Chapter 28
"Kakak nangis?"
Kana menunduk, menyeka pipi dengan punggung tangan. Hanya dengan melihat wajah Mama di layar ponsel, desakan untuk menangis datang begitu saja. Dia ingin pulang dan mengadu ke Mama. Belakangan hari-harinya terasa berat sekali.
"Mama berangkat ke sana siang ini. Kangen sama Mama ya?"
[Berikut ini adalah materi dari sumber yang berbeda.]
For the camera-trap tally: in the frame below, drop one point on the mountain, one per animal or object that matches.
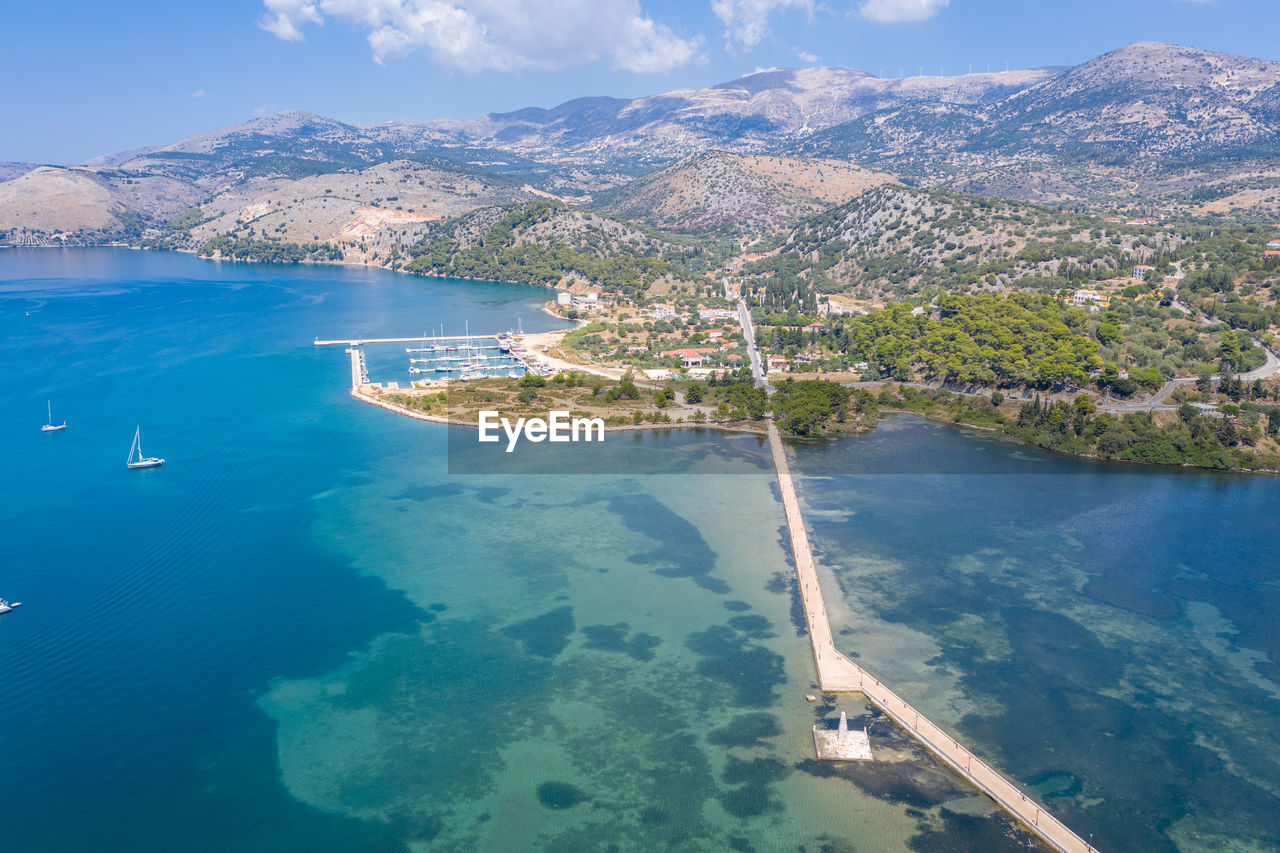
(895, 240)
(1150, 119)
(736, 192)
(1134, 114)
(755, 113)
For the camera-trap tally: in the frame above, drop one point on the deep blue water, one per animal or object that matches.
(156, 602)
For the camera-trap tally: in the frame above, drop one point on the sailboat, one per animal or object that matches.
(50, 427)
(136, 451)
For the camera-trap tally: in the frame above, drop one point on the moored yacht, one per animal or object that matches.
(50, 427)
(137, 459)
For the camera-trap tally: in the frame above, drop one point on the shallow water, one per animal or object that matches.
(302, 633)
(1105, 634)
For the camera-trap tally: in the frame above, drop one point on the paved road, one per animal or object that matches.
(1157, 401)
(752, 347)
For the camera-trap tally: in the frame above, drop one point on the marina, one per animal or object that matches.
(440, 359)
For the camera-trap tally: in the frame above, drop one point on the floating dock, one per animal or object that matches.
(359, 368)
(837, 674)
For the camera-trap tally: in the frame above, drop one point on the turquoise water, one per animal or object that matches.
(1106, 634)
(304, 633)
(301, 633)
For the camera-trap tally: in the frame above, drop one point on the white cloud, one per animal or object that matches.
(901, 10)
(746, 22)
(503, 35)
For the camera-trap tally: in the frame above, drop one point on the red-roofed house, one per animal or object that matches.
(689, 356)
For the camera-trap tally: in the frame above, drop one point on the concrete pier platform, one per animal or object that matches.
(842, 743)
(837, 674)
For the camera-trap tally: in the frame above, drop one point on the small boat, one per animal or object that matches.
(50, 427)
(137, 459)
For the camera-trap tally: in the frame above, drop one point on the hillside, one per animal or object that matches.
(545, 242)
(894, 241)
(759, 112)
(1114, 124)
(1192, 127)
(737, 192)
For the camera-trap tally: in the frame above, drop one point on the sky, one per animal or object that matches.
(85, 77)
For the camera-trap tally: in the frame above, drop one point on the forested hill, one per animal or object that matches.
(547, 242)
(896, 240)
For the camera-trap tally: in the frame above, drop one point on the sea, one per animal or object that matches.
(306, 632)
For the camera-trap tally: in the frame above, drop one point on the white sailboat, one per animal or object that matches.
(50, 427)
(137, 459)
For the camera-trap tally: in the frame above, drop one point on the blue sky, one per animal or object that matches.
(88, 77)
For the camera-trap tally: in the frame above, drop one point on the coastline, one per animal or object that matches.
(737, 427)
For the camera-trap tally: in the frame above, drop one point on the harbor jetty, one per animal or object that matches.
(837, 674)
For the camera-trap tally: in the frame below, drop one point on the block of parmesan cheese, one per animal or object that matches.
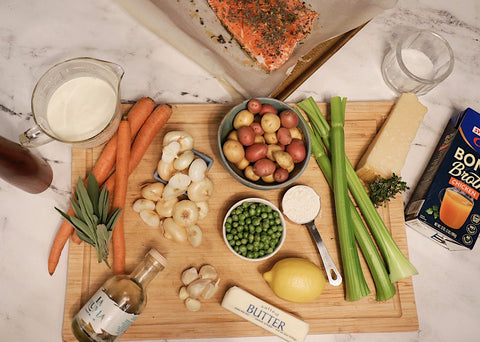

Lala menatap prihatin. Hanya ada dirinya di ruangan ini yang menemani Kana. Dia pun tahu tangis Kana bukanlah semata bentuk rindu, tapi lebih karena tidak tahu cara memberitahukan mamanya tentang Allisya. Seperti halnya Kana, kabar itu pasti akan mengejutkan untuk keluarganya.
Setelah beberapa kalimat Mama dan Kana hanya sanggup mengangguki tanpa banyak bicara, sambungan videocall itu selesai. Lala mendekat. Mengambil alih ponsel Kana untuk diletakkan di meja samping ranjang. Lala kemudian duduk di tepian. "Gue tahu berat buat ngasih tahu ke keluarga lo. Tapi paling nggak lo mulai dulu dengan Satya. Jangan sampai dia dengar dari orang lain."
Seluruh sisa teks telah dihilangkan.